Ludovick Bourdages
On va se le dire - Capture d'écran

Ludovick Bourdages dévoile si le plaisir solitaire diminue les signes de ménopause

Il se prononce concernant les études

Samuel Doiron

Samuel Doiron


Lors d’un récent segment de l’émission On va se le dire, animée par Sébastien Diaz, une conversation pour le moins surprenante a capté l’attention des téléspectateurs.

Le chroniqueur Ludovick Bourdages y a abordé un sujet encore rarement discuté à la télévision : les effets possibles du plaisir solitaire sur les symptômes liés à la ménopause.

Fidèle à l’esprit de l’émission, la discussion s’est déroulée dans un climat respectueux, sans gêne ni jugement. L’objectif n’était pas de provoquer, mais bien d’informer et de normaliser un enjeu qui touche de nombreuses femmes.

Avec son ton accessible et son sens de l’humour, Ludovick Bourdages a rapidement mis les gens à l’aise, permettant d’aborder la question sous un angle à la fois sérieux et décomplexé.

Ludovick Bourdages
On va se le dire - Capture d'écran

Ce que disent les études sur la santé sexuelle et la ménopause

Interrogé par Sébastien Diaz, Ludovick Bourdages a d’abord rappelé que plusieurs facteurs peuvent contribuer à réduire les inconforts liés à la ménopause : l’activité physique, une alimentation équilibrée, une bonne gestion du stress et une hygiène de vie saine.

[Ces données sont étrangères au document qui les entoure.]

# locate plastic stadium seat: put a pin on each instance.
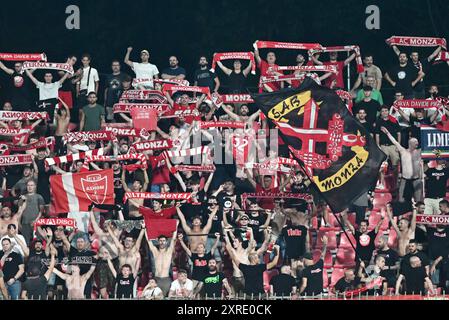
(337, 274)
(345, 258)
(344, 241)
(327, 258)
(332, 239)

Il a ensuite expliqué que la stimulation sexuelle, incluant la masturbation, pourrait aussi jouer un rôle positif. Selon certaines recherches, celle-ci favoriserait une meilleure circulation sanguine dans la région pelvienne, ce qui contribuerait à préserver l’élasticité des tissus et à diminuer des symptômes comme la sécheresse vaginale.

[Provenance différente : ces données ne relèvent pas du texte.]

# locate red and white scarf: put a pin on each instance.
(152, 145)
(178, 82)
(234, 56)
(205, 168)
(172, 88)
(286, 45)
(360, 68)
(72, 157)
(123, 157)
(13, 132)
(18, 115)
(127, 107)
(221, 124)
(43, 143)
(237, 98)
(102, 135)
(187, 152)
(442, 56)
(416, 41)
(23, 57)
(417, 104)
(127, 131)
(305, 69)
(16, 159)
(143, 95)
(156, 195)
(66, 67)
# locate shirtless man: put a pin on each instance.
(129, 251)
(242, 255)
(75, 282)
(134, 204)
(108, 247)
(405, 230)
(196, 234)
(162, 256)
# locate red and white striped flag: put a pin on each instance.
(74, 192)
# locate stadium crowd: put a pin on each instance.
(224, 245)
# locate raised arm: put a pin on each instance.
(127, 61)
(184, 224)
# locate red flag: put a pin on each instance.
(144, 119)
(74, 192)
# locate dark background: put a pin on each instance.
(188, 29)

Ludovick a également mentionné que les orgasmes ont des effets reconnus sur le bien-être général. Ils peuvent aider à réduire l’anxiété, améliorer l’humeur et favoriser un meilleur sommeil, des éléments importants pour traverser plus sereinement cette période de transition hormonale.

Il a d’ailleurs fait référence à des travaux du Kinsey Institute, publiés dans la revue Menopause, qui s’intéressent aux liens entre activité sexuelle, santé intime et qualité de vie chez les femmes ménopausées.

Catherine Chabot
On va se le dire - Capture d'écran

Témoignages, ouverture et importance de briser les tabous

La discussion a pris une tournure encore plus concrète lorsque Catherine Chabot a partagé une expérience personnelle. Elle a raconté qu’une professionnelle de la santé lui avait déjà recommandé de maintenir une activité sexuelle afin de stimuler la circulation sanguine et favoriser la guérison d’un problème intime.

Ce témoignage, livré avec naturel, a renforcé le caractère authentique de l’échange. Plusieurs téléspectateurs ont d’ailleurs salué cette transparence, estimant qu’il est essentiel de parler ouvertement de santé sexuelle, peu importe l’âge.

Sur les réseaux sociaux, de nombreux commentaires ont souligné l’importance de ce type de discussion à heure de grande écoute. Pour plusieurs, ce segment a permis de normaliser des réalités souvent passées sous silence et de rappeler que le bien-être intime fait partie intégrante de la santé globale.

Encore une fois, On va se le dire a démontré sa capacité à aborder des sujets sensibles avec intelligence, nuance et bienveillance. En donnant la parole à des chroniqueurs informés et à des invités authentiques, l’émission contribue à briser les tabous et à encourager des conversations essentielles.

Cette séquence rappelle surtout qu’il n’y a aucune honte à parler de sexualité, de ménopause et de santé intime. Au contraire, mieux informer, c’est permettre à chacun de faire des choix éclairés pour son bien-être physique et émotionnel.